Future of anomaly detection for enterprises

‍

Speak to an aspiring founder, and they’ll give you examples of how Airbnb, Uber, and Pinterest achieved success. Speak to a high school student about the importance of going to college, and they’ll be quick to hail Mark Zuckerberg, Bill Gates, Steve Jobs, and so many more.

The outliers, the anomalies, are far more exciting, have more intriguing stories, and deserve more attention. They didn’t follow the rules.

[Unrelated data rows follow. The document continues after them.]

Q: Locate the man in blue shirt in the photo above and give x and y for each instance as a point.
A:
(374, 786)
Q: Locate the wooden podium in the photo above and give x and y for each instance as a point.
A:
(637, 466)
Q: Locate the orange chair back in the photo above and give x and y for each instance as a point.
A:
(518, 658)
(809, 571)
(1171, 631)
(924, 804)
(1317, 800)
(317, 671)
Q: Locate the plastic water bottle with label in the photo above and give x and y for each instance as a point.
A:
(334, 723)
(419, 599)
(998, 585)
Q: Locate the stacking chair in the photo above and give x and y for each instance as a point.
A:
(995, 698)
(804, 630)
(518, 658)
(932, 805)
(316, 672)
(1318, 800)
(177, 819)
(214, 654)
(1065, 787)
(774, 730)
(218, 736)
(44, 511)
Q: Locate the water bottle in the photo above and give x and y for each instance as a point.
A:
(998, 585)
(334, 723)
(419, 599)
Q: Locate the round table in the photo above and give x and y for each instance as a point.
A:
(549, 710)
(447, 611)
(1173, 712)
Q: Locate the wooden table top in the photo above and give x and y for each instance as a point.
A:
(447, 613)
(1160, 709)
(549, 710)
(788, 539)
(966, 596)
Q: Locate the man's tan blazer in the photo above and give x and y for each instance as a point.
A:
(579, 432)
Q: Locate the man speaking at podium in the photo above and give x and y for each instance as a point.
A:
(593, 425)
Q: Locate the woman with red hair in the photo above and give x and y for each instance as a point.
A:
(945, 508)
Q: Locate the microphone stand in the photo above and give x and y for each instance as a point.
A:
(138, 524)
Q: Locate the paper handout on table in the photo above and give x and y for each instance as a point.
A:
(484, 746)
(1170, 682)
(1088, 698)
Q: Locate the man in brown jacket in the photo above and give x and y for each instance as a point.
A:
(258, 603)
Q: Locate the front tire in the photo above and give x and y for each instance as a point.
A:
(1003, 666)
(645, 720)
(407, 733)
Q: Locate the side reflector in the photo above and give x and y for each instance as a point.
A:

However, ask a CISO, or a site manager at an oil rig, or a manager at a manufacturing plant, and they will tell you exactly how much they dislike outliers and anomalies. In industries where maintaining the status quo is everything, anomalies are not exciting. It’s a reason to go into hyper-dillgence mode and start looking at your contingency plans. It’s the reason you have “worst-case scenario” stimulations.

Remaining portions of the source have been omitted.